Snow leopards. They’re one of nature’s most beautiful yet rarest creatures. Found only in the mountainous regions of South and Central Asia, this stunning species has been a cause for concern for zoologists, conservationists, and animal lovers for decades. For many years snow leopards have been considered an ‘endangered’ species. But all that looks to have changed.
The International Union for the Conservation of Nature (IUCN) keeps what they call their ‘Red List of Threatened Species’, a register of the very most at risk creatures on Earth. And the snow leopard has just been stepped down a level. It is now only considered as ‘vulnerable’, instead of ‘endangered’.
It’s no cause for huge celebration, though. These vulnerable animals are still very much under threat of extinction. It’s just that their status, as the name suggests, isn’t quite as worrying as ‘endangered.’
“The previous assessment in 2008 (endangered C1) was based on less 2,500 mature individuals and an estimated decline of 20% over 16 years (two generations),” the IUCN wrote.
“However, in that assessment, effective population size was incorrectly used as a surrogate for ‘mature individuals’ and produces a lower figure (50% of the adult population of 4,080). Therefore, the species should have been listed as vulnerable in 2008.”
Snow leopards will always be in danger, though. They’re valued for their skin, which is used for expensive pelts and furs. Poachers also kill them in order to extract and sell their bones to unscrupulous alternative medicine suppliers in the Far East.
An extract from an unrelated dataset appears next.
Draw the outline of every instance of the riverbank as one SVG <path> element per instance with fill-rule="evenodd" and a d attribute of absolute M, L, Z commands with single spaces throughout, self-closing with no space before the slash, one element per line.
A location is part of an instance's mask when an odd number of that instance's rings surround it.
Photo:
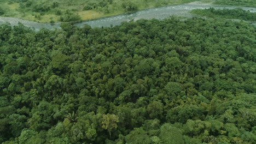
<path fill-rule="evenodd" d="M 256 11 L 256 8 L 234 6 L 224 7 L 214 5 L 211 3 L 206 4 L 200 2 L 192 2 L 183 4 L 151 8 L 132 13 L 126 13 L 96 20 L 87 20 L 75 23 L 74 25 L 80 27 L 83 27 L 84 25 L 90 25 L 92 27 L 110 27 L 111 26 L 120 25 L 124 21 L 129 21 L 132 20 L 136 21 L 141 19 L 163 19 L 171 15 L 191 17 L 197 16 L 189 13 L 191 10 L 195 9 L 202 9 L 211 7 L 216 9 L 232 9 L 239 7 L 245 10 L 250 10 L 252 12 Z M 0 24 L 7 22 L 9 23 L 11 26 L 16 26 L 19 23 L 21 23 L 25 26 L 34 28 L 36 31 L 39 31 L 43 28 L 49 29 L 59 28 L 61 25 L 60 22 L 54 23 L 54 25 L 52 25 L 50 23 L 39 23 L 14 17 L 0 17 Z"/>
<path fill-rule="evenodd" d="M 195 1 L 197 0 L 139 0 L 129 1 L 129 2 L 120 0 L 102 2 L 77 0 L 72 2 L 66 0 L 60 0 L 58 2 L 39 0 L 11 2 L 4 0 L 0 2 L 0 10 L 1 8 L 3 9 L 0 16 L 44 23 L 74 20 L 85 21 Z"/>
Another problem they face is that the numbers of the their natural prey (animals such as wild sheep and goats) are dwindling fast. This forces snow leopards to attack, kill and eat livestock. Acts for which they are normally punished for by death, as angry farmers retaliate.
Experts are not all in agreement, though. Conservation organization The Snow Leopard Trust, heavily opposes the IUCN’s statement and have said as much in a recent statement:
“We believe the best available science does not justify the status change, and that it could have serious consequences for the species,” the Trust said on their website.
“In the case of the snow leopard, less than 2% of the species’ range has ever been sampled for abundance using reliable techniques such as camera traps or genetic analysis. In addition, the limited solid data that is available is biased toward high-density areas.”
“The new assessment behind the status change of the snow leopard does not improve on this data and appears to use methodologies – such as asking people how many snow leopards they think to exist in an area – that are not recognized as scientifically valid for estimating populations.”
The Snow Leopard Trust has been dedicated to looking out for the interests of snow leopards since its creation in 1981 and are highly regarded and respected in their field. So while it’s seemingly good news that snow leopards are doing better, it’s hardly time to stop worrying quite yet.